Comprendre les réglementations de la facturation électronique en Russie
La Russie dispose d'un cadre juridique spécifique et évolutif pour la facturation électronique, avec des exigences obligatoires pour certains biens et des pénalités significatives en cas de non-conformité. Bien que la facturation électronique pour les transactions interentreprises (B2B) soit autorisée en Russie depuis 2012, son adoption généralisée a été progressive et largement volontaire. Le Service fédéral des impôts (FTS) est l'organisme de réglementation principal, responsable de l'établissement des normes techniques, de l'autorisation des opérateurs d'échange de données électroniques et de la supervision de la conformité.
Un changement significatif est survenu avec l'introduction du système national de traçabilité, rendant la facturation électronique obligatoire pour certaines catégories de biens. Depuis le 1er juillet 2021, en vertu de la loi fédérale n° 371-FZ, les entreprises traitant ces biens traçables sont tenues d'émettre et d'accepter des factures électroniques. Cette mesure vise à renforcer le contrôle sur le flux de biens et à lutter contre l'évasion fiscale. Les biens soumis à la facturation électronique obligatoire incluent :
- Équipements de réfrigération et de congélation
- Chariots industriels (comme les chariots élévateurs, bulldozers et rouleaux compresseurs)

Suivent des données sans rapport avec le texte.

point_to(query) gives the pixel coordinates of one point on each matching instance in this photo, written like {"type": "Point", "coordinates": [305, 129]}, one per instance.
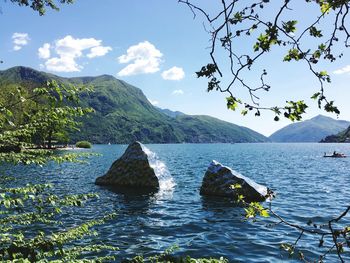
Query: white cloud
{"type": "Point", "coordinates": [178, 92]}
{"type": "Point", "coordinates": [44, 51]}
{"type": "Point", "coordinates": [174, 73]}
{"type": "Point", "coordinates": [343, 70]}
{"type": "Point", "coordinates": [144, 58]}
{"type": "Point", "coordinates": [153, 102]}
{"type": "Point", "coordinates": [98, 51]}
{"type": "Point", "coordinates": [68, 49]}
{"type": "Point", "coordinates": [20, 40]}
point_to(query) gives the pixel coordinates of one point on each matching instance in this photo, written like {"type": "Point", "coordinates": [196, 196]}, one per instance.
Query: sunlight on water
{"type": "Point", "coordinates": [166, 181]}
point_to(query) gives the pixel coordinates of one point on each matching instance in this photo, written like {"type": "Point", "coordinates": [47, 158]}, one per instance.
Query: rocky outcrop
{"type": "Point", "coordinates": [132, 170]}
{"type": "Point", "coordinates": [218, 181]}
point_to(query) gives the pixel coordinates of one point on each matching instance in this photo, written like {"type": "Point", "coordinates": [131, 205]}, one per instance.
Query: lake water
{"type": "Point", "coordinates": [308, 186]}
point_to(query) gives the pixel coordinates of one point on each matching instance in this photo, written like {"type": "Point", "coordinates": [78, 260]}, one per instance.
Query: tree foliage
{"type": "Point", "coordinates": [238, 20]}
{"type": "Point", "coordinates": [40, 6]}
{"type": "Point", "coordinates": [332, 236]}
{"type": "Point", "coordinates": [24, 117]}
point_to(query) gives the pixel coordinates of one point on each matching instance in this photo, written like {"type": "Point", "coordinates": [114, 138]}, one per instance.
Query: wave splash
{"type": "Point", "coordinates": [166, 181]}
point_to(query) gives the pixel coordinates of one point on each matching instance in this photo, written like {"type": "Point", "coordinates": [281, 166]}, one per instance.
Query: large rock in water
{"type": "Point", "coordinates": [132, 170]}
{"type": "Point", "coordinates": [218, 181]}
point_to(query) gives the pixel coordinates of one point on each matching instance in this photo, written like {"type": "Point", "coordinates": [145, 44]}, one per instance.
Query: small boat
{"type": "Point", "coordinates": [335, 155]}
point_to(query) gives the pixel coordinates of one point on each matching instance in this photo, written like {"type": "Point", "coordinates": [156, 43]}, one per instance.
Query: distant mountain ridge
{"type": "Point", "coordinates": [313, 130]}
{"type": "Point", "coordinates": [170, 113]}
{"type": "Point", "coordinates": [124, 114]}
{"type": "Point", "coordinates": [343, 136]}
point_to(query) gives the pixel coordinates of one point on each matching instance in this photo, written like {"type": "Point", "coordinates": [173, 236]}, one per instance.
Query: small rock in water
{"type": "Point", "coordinates": [132, 170]}
{"type": "Point", "coordinates": [219, 179]}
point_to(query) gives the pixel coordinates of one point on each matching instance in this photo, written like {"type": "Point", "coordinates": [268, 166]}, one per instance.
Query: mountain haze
{"type": "Point", "coordinates": [343, 136]}
{"type": "Point", "coordinates": [313, 130]}
{"type": "Point", "coordinates": [124, 114]}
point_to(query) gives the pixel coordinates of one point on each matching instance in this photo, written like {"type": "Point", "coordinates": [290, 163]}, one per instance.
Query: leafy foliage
{"type": "Point", "coordinates": [236, 20]}
{"type": "Point", "coordinates": [333, 235]}
{"type": "Point", "coordinates": [41, 5]}
{"type": "Point", "coordinates": [44, 112]}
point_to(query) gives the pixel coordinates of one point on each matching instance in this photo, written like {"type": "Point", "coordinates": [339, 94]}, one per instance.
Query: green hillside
{"type": "Point", "coordinates": [313, 130]}
{"type": "Point", "coordinates": [123, 114]}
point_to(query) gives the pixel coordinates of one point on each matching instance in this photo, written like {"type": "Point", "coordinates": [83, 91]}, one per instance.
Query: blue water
{"type": "Point", "coordinates": [308, 186]}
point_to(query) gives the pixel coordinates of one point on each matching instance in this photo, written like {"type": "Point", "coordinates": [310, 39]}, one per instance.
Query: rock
{"type": "Point", "coordinates": [218, 180]}
{"type": "Point", "coordinates": [132, 170]}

- Machines à laver et à sécher (pour applications domestiques et commerciales)
- Moniteurs et projecteurs (à l'exclusion des équipements de réception de télévision)

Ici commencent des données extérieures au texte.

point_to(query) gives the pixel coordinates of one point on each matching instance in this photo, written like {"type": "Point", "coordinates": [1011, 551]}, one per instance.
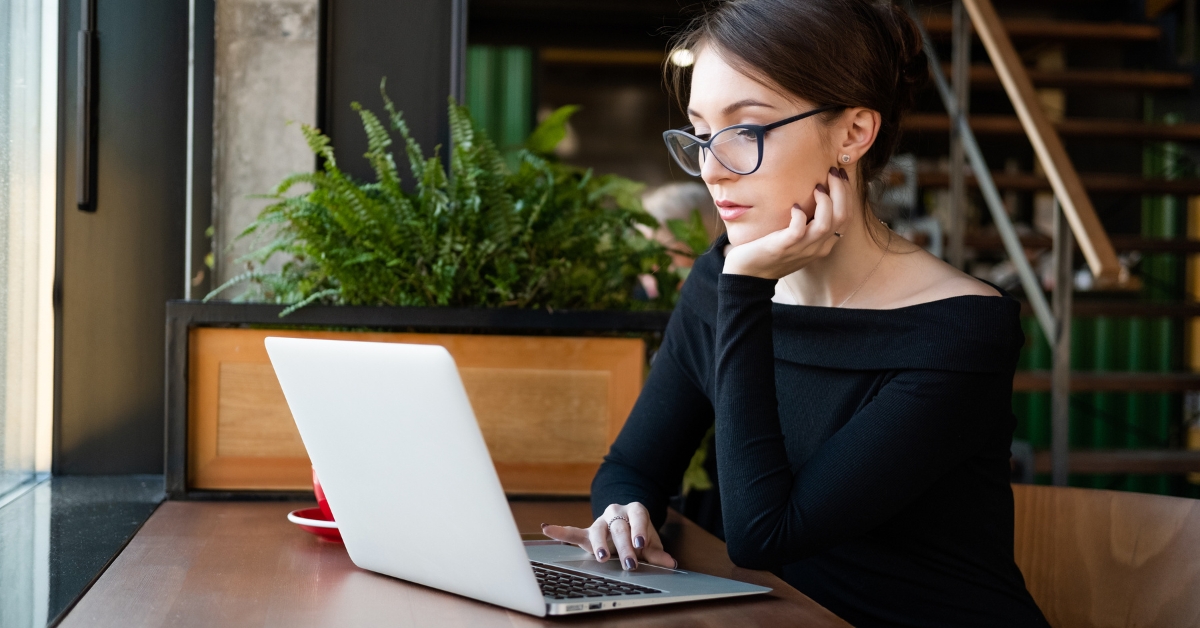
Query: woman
{"type": "Point", "coordinates": [861, 388]}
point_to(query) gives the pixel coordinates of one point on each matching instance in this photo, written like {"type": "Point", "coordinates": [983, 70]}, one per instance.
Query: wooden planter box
{"type": "Point", "coordinates": [551, 390]}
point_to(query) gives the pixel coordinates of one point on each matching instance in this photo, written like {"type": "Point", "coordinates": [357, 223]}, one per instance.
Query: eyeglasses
{"type": "Point", "coordinates": [738, 148]}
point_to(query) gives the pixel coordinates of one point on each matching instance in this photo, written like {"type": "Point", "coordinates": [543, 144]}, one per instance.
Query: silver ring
{"type": "Point", "coordinates": [616, 518]}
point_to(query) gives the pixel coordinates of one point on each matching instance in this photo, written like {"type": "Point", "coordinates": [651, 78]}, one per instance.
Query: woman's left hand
{"type": "Point", "coordinates": [783, 252]}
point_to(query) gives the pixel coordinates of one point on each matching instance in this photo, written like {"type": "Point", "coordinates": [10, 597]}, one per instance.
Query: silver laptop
{"type": "Point", "coordinates": [394, 440]}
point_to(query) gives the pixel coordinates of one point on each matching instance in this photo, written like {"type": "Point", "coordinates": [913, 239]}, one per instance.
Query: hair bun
{"type": "Point", "coordinates": [912, 64]}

- Circuits intégrés et éléments électroniques
- Poussettes et sièges de sécurité pour enfants
- Les produits pharmaceutiques, l'alcool et le tabac sont également identifiés comme des biens à risque fiscal élevé nécessitant une facturation électronique.
La non-conformité à ces réglementations peut entraîner de graves conséquences. Le FTS surveille activement les transactions et peut comparer les enregistrements de TVA des vendeurs et des acheteurs pour détecter des erreurs ou des fraudes. Les incohérences dans le reporting des biens traçables lors des audits fiscaux peuvent entraîner des responsabilités, car le système est conçu pour éliminer la contrebande et l'évasion fiscale.